In the meantime, however, the Berkshire titles are recovering and were even able to break out of flat base recently. “The flat base is one of the few reliable patterns that quality stocks train before they generate substantial price gains,” explains IBD. In the first few months of the stock market in 2021, Berkshire Hathaway shares also outperformed the S&P 500. Compared to the closing price on the last trading day in 2020, when a piece of paper cost 231.87 US dollars, the price of the share rose by more than 11 percent to 258.20 US dollars (as of: closing price on April 1, 2021). On March 10, it had even climbed to a new all-time high at US $ 267.50 at times. The S&P 500 is currently around 7 percent higher than it was at the end of 2020.
Buy Berkshire Hathaway stock now?
Numerous Wall Street analysts have recently been optimistic. They expect profits to grow 18 percent in 2021, while they think Berkshire should increase its profits by around 10 percent in 2022.

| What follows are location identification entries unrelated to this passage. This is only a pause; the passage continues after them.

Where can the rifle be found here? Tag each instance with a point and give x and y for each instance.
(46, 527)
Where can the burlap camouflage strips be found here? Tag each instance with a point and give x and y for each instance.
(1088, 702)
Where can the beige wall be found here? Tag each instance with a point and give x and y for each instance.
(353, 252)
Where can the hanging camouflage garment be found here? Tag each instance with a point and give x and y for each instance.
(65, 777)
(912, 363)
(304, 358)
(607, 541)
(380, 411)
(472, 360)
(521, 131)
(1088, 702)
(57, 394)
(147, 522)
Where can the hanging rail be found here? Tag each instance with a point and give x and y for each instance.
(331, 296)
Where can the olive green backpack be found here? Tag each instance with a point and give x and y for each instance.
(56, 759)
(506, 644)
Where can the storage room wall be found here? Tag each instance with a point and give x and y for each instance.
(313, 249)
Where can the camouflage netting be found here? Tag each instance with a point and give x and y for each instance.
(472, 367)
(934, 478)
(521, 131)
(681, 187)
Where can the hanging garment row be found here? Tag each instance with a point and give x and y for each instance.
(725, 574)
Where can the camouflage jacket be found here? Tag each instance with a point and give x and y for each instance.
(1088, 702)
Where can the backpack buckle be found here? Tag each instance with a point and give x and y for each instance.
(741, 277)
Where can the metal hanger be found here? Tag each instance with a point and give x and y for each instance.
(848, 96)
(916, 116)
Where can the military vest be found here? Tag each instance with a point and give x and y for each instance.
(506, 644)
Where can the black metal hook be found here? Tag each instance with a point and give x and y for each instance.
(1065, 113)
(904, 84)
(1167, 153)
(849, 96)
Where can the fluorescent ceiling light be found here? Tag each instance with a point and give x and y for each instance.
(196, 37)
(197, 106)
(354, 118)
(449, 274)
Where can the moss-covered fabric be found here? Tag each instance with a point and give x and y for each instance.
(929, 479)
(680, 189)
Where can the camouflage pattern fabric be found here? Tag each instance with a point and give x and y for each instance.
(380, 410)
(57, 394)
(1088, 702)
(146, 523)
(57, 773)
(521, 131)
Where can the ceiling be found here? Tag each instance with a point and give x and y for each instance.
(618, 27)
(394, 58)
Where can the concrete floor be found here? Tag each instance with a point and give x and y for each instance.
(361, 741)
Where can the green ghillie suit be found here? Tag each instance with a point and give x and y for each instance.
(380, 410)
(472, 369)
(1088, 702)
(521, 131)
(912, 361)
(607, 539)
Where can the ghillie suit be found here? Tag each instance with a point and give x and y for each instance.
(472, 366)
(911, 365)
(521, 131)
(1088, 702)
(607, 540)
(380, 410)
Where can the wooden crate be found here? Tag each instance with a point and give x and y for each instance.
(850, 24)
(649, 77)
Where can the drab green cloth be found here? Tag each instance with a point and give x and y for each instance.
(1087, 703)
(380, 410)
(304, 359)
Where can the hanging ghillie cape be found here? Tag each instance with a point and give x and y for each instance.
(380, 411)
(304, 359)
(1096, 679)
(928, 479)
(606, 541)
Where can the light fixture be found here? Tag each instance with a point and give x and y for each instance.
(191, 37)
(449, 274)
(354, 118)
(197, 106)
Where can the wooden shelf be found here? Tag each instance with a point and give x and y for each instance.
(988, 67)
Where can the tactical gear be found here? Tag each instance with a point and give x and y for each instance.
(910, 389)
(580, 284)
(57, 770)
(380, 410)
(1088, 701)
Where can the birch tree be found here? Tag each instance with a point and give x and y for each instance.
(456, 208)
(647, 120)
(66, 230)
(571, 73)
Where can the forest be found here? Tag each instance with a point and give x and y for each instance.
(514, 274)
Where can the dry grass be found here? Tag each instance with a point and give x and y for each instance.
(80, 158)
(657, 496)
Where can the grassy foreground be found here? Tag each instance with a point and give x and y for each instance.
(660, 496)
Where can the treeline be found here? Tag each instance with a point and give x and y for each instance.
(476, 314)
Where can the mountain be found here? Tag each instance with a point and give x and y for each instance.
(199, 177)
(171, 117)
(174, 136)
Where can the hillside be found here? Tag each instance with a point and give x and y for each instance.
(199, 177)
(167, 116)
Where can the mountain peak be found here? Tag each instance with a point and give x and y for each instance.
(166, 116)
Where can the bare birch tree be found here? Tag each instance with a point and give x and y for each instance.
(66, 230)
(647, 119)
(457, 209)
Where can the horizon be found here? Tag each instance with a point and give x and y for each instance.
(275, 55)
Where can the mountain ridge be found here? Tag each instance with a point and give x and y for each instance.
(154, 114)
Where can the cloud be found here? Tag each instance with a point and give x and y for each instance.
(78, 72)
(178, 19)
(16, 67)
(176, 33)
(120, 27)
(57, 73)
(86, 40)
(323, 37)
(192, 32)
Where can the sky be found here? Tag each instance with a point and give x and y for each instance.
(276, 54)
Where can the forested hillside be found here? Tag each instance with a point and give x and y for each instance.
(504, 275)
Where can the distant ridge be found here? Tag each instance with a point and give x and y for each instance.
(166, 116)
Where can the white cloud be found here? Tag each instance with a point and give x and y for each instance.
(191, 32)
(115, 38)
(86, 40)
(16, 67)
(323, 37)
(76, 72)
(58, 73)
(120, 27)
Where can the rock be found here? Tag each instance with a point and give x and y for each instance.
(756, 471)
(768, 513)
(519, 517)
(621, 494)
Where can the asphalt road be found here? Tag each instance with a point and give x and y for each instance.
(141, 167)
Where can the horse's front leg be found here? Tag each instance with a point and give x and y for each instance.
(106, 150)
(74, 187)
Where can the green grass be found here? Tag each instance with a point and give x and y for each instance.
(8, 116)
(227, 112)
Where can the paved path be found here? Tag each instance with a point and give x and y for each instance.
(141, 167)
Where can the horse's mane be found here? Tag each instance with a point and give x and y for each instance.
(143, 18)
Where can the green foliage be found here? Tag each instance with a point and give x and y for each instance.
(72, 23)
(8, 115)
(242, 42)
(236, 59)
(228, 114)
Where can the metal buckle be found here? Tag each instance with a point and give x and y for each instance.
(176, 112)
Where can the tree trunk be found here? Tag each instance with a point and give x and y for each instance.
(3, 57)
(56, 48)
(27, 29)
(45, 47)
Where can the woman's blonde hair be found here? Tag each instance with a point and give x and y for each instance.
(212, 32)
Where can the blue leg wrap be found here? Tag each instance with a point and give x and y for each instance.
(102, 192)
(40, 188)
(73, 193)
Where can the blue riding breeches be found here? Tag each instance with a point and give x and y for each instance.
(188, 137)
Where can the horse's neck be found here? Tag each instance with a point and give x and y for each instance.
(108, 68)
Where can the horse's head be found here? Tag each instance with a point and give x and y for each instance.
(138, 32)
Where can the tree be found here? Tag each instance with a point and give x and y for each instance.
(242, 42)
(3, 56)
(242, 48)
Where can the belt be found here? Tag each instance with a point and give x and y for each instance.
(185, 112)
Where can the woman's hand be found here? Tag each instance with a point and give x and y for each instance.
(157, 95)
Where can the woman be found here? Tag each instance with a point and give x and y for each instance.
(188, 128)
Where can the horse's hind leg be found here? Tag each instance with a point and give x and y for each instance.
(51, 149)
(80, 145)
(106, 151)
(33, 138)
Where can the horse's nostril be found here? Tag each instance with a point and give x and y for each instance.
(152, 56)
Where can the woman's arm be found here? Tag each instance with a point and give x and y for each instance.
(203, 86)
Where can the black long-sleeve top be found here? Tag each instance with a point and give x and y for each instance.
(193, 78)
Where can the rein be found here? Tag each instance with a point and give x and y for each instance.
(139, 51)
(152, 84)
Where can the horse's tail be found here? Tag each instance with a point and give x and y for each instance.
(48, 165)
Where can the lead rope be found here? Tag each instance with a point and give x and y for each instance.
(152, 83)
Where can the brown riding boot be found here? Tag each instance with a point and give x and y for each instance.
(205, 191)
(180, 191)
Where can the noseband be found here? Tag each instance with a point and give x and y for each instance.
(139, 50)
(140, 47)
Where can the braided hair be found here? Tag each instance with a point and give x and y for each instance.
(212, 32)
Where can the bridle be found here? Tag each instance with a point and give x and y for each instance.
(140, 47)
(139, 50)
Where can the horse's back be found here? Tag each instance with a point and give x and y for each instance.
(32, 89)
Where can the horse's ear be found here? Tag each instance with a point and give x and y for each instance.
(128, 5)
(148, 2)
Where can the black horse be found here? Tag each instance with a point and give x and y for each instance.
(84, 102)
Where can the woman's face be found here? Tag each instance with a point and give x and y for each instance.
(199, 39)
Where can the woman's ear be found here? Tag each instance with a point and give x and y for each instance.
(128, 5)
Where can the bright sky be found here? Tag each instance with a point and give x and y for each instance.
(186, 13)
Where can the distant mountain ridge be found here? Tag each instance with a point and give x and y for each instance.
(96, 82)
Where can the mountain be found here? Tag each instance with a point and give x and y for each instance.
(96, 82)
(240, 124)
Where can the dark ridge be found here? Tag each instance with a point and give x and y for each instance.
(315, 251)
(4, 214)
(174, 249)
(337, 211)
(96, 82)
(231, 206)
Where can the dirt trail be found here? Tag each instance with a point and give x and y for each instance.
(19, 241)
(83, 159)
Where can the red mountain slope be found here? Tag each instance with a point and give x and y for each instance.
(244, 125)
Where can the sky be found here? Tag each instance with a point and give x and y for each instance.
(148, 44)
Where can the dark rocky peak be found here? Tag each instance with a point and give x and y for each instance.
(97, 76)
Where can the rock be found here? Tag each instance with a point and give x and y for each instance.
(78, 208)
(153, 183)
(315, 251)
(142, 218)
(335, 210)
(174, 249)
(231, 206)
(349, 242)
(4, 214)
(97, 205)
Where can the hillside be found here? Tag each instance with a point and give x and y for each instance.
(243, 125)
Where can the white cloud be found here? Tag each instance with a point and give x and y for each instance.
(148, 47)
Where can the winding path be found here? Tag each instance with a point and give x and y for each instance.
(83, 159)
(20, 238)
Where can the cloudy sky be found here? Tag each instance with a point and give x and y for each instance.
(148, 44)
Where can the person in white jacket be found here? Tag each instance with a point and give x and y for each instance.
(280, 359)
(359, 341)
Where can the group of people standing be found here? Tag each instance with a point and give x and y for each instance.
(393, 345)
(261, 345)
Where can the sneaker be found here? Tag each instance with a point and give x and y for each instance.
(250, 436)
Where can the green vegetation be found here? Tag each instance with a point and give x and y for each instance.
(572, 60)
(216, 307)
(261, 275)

With all of these factors in mind, UBS analyst Brian Meredith has given Berkshire Hathaway shares a “Buy” rating and a price target of $ 272. “Our estimates assume that the economy will pick up again in 2Q21, which will give BNSF and the areas of manufacturing, services and retail a tailwind,” IBD quoted from a note by the UBS analyst to clients.
Nevertheless: In view of the fact that the share has performed worse than the S&P 500 in the past few years, it has developed more strongly in the new, albeit still relatively young year, but the uncertainty still remains, this may not be the ideal time to do so. to join Berkshire Hathaway, IBD also concludes. It can’t hurt to have the ultimate Warren Buffett stock on your watchlist, though.